Over the last few weeks, I decided to recommit to frivolity and dreaming. To be honest, I hadn’t allowed myself much of that after 2016. Between the birth of my son, the stunning and heartbreaking turn politics took, and other milestones of adulthood, it made more sense to focus on understanding the world better, navigating logistics better, and focusing on getting things done, and well.

But things I slowly had been drifting away from (for much longer than that) included reading fiction for pleasure, leisurely walks, and guilt-free unstructured time (as opposed to procrastination induced by analysis paralysis and exhaustion). It was easy to justify it. I have a bad habit of literally dropping everything else to read a compelling book. I’m a mother, a wife, a full-time professional, dance teacher, and a grad student - that feels like a tenuous balance that would be upended by that habit.

I began this year determined to get my life in better shape. I began attempting to wrangle our house in shape, meal prep more, be more functional with few hours of sleep, and convince my body to support me better. It was frustrating, and had just marginal benefits.

A couple of weekends ago, I awoke early Saturday morning with a lengthy to-do list and got nothing on that list done. Instead, I devoured four novels in an eighteen hour period, caught up on some necessary sleep, and spent the subsequent days with my mind racing in ways it hasn’t in a long time. It reminded me of parts of my soul and memories that had been dormant for a long time. It had me looking at my own life with new eyes, and subsequently, invigorate my dance, inspire me to write more, and take stock of the time and space between to-dos.

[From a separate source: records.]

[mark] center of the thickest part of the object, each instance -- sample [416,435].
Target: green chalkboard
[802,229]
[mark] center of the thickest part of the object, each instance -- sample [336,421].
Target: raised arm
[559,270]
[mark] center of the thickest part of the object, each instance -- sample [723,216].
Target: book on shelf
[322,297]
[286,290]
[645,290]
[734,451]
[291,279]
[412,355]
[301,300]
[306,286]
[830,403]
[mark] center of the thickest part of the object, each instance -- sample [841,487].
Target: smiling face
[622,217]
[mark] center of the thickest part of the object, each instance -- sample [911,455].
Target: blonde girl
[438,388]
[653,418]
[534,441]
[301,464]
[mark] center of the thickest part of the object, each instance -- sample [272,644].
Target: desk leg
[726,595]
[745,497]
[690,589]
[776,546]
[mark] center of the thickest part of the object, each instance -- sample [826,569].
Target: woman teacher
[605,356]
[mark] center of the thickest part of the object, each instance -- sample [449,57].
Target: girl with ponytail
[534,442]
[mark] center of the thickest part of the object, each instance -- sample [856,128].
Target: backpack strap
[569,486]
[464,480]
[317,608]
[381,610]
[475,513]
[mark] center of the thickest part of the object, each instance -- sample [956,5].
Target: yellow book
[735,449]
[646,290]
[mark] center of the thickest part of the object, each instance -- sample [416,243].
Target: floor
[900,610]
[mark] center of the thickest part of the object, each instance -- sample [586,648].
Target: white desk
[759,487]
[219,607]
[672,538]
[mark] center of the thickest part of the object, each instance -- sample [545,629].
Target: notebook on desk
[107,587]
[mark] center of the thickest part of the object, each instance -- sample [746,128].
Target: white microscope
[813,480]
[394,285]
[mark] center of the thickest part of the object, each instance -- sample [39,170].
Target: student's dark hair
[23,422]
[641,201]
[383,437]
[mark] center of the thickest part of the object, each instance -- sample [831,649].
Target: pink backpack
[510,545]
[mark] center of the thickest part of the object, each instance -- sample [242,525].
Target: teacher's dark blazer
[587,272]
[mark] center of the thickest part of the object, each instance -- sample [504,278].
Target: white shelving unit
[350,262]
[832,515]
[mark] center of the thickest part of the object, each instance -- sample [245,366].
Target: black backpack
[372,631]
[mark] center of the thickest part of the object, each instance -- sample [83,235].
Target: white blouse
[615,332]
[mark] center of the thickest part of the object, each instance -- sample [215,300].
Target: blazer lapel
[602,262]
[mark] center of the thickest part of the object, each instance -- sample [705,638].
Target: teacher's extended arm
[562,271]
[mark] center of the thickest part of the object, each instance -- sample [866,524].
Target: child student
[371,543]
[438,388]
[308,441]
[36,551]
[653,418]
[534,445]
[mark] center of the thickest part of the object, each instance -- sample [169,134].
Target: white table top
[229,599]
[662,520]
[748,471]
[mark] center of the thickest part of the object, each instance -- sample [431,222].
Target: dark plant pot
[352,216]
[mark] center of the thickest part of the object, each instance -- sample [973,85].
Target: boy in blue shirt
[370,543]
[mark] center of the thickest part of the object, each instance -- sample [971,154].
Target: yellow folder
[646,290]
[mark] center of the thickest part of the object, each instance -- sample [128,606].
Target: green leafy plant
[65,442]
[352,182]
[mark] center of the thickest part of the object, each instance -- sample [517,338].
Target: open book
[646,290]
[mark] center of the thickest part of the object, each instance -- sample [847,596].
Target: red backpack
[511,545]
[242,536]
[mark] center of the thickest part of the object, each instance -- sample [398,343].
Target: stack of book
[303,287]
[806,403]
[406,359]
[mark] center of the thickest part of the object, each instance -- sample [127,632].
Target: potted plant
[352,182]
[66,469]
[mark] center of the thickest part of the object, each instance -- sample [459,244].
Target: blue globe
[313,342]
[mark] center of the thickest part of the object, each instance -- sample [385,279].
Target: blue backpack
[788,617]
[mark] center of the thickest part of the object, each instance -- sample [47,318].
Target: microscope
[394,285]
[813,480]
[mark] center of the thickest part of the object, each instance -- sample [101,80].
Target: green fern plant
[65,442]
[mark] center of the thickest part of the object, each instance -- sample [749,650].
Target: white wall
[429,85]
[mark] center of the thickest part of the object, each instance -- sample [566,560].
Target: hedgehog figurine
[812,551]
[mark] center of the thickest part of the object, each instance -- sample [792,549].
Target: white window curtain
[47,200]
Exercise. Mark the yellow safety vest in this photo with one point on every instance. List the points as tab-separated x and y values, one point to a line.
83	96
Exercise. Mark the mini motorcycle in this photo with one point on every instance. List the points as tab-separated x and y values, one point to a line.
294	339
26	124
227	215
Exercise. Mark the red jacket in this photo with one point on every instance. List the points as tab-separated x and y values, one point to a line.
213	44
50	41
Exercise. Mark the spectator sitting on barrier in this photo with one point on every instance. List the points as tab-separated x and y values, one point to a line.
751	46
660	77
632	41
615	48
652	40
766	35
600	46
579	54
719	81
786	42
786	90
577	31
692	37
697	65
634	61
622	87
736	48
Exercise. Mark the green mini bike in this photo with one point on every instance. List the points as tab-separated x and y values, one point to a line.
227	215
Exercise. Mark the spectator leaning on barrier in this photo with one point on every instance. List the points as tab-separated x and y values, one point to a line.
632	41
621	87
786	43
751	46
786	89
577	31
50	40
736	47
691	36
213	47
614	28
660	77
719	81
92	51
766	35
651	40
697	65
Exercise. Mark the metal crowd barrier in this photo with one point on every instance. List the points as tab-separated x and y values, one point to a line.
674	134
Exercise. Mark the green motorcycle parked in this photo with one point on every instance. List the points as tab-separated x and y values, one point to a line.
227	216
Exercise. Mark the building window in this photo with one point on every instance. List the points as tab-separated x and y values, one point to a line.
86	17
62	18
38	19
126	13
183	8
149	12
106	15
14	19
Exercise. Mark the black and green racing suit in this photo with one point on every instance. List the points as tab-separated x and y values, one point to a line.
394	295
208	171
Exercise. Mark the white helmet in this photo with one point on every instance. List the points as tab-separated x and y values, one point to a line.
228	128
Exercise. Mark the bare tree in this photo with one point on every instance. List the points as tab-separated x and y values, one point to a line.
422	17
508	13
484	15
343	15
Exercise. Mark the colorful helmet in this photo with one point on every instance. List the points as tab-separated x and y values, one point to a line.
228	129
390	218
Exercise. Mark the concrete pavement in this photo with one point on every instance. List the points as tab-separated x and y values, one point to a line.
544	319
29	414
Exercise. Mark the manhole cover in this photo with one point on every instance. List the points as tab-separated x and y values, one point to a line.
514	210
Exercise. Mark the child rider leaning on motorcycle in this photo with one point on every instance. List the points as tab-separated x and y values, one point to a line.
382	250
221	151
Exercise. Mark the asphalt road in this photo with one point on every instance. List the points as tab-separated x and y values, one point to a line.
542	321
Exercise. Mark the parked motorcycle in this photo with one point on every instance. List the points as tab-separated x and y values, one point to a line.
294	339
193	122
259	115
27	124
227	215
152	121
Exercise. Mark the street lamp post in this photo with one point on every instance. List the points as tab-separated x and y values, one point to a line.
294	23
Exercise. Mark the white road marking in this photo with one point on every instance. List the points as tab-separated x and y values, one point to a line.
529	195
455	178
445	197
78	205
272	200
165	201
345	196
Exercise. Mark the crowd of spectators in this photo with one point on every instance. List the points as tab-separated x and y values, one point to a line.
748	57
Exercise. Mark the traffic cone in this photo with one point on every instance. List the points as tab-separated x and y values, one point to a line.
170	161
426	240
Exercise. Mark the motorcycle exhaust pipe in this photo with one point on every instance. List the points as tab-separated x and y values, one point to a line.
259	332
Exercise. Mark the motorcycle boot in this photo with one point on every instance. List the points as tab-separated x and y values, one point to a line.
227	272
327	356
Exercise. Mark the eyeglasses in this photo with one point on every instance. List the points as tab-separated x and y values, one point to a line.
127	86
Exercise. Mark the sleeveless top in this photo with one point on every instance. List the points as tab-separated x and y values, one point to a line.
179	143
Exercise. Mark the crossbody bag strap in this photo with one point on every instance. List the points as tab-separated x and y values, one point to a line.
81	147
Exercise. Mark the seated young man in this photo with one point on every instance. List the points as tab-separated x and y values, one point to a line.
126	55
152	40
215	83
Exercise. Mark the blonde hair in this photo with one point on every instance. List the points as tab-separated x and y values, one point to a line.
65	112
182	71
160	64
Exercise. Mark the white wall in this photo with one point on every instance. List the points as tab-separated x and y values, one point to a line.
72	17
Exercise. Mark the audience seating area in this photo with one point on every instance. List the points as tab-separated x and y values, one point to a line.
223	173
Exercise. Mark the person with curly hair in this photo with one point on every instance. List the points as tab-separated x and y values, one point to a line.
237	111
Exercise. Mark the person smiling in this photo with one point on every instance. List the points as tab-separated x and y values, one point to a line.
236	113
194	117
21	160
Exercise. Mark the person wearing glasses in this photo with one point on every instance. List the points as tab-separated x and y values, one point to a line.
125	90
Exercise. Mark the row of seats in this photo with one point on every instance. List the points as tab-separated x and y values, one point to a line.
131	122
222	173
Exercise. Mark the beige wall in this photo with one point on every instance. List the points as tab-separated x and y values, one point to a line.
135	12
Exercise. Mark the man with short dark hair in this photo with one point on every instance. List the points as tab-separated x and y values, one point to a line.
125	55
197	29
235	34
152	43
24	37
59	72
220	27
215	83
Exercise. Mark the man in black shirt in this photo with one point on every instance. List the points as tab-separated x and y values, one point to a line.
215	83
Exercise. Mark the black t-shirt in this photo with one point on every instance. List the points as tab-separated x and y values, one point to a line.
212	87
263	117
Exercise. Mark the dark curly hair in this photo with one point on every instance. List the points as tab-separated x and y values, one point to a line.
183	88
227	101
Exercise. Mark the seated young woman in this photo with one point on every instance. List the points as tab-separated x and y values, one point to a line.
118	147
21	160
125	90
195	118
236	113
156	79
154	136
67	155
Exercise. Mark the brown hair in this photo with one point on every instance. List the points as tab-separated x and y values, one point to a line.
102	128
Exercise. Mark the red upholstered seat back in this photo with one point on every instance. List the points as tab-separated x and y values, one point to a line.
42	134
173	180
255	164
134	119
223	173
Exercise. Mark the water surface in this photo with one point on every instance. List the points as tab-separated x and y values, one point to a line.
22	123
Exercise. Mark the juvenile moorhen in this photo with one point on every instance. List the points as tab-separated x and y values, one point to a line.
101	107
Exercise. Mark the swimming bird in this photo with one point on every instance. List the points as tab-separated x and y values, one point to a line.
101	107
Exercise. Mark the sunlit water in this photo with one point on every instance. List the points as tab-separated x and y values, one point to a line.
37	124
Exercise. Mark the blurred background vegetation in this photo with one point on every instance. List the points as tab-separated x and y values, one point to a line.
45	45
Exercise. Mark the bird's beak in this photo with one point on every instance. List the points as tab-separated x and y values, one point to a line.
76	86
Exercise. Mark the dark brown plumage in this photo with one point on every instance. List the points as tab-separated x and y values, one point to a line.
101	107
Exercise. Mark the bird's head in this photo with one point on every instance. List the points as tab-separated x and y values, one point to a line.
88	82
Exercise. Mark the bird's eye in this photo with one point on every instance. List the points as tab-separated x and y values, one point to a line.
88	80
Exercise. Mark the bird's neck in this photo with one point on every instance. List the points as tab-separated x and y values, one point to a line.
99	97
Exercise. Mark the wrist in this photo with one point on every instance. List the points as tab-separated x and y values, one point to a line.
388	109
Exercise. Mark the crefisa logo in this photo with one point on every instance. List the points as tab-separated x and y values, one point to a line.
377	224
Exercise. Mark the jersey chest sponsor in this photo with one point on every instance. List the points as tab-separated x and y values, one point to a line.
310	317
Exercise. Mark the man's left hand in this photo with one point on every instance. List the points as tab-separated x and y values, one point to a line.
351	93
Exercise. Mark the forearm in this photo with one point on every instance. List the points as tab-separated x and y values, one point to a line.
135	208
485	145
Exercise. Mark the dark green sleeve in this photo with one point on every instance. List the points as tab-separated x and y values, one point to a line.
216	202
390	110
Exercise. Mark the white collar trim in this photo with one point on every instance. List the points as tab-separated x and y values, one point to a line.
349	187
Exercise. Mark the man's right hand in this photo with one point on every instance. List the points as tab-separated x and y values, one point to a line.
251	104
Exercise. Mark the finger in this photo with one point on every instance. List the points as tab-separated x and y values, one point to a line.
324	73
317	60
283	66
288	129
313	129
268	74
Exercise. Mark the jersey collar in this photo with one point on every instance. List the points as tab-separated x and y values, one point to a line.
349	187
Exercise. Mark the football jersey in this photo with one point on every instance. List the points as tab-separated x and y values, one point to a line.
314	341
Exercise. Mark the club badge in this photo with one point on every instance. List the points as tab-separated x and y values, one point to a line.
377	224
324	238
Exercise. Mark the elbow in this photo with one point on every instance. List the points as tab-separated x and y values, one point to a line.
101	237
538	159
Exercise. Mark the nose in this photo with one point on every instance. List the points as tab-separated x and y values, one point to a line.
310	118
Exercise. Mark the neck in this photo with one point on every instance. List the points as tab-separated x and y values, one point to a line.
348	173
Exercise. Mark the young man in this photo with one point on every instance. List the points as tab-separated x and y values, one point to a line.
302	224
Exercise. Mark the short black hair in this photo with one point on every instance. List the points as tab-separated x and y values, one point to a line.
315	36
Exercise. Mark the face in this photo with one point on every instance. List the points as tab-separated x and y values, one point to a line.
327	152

Of course, I spent the days that followed buried in to-do lists. It was a busy time at work, at dance class, leading into finals for my semester. We had a three-day workshop, and are prepping for a two-day music and dance festival The three of us each ensured we spent at least three days in bed sick with a particularly nasty bug. And at the other end of it, I wish I could scramble that weekend in with the rest of the days, that time for exploring and reading and dancing and living was mixed in with productive, objective-oriented, tasks.

So, that’s what I want to do going forward. And that will, hopefully, mean writing more, here. Wish me luck.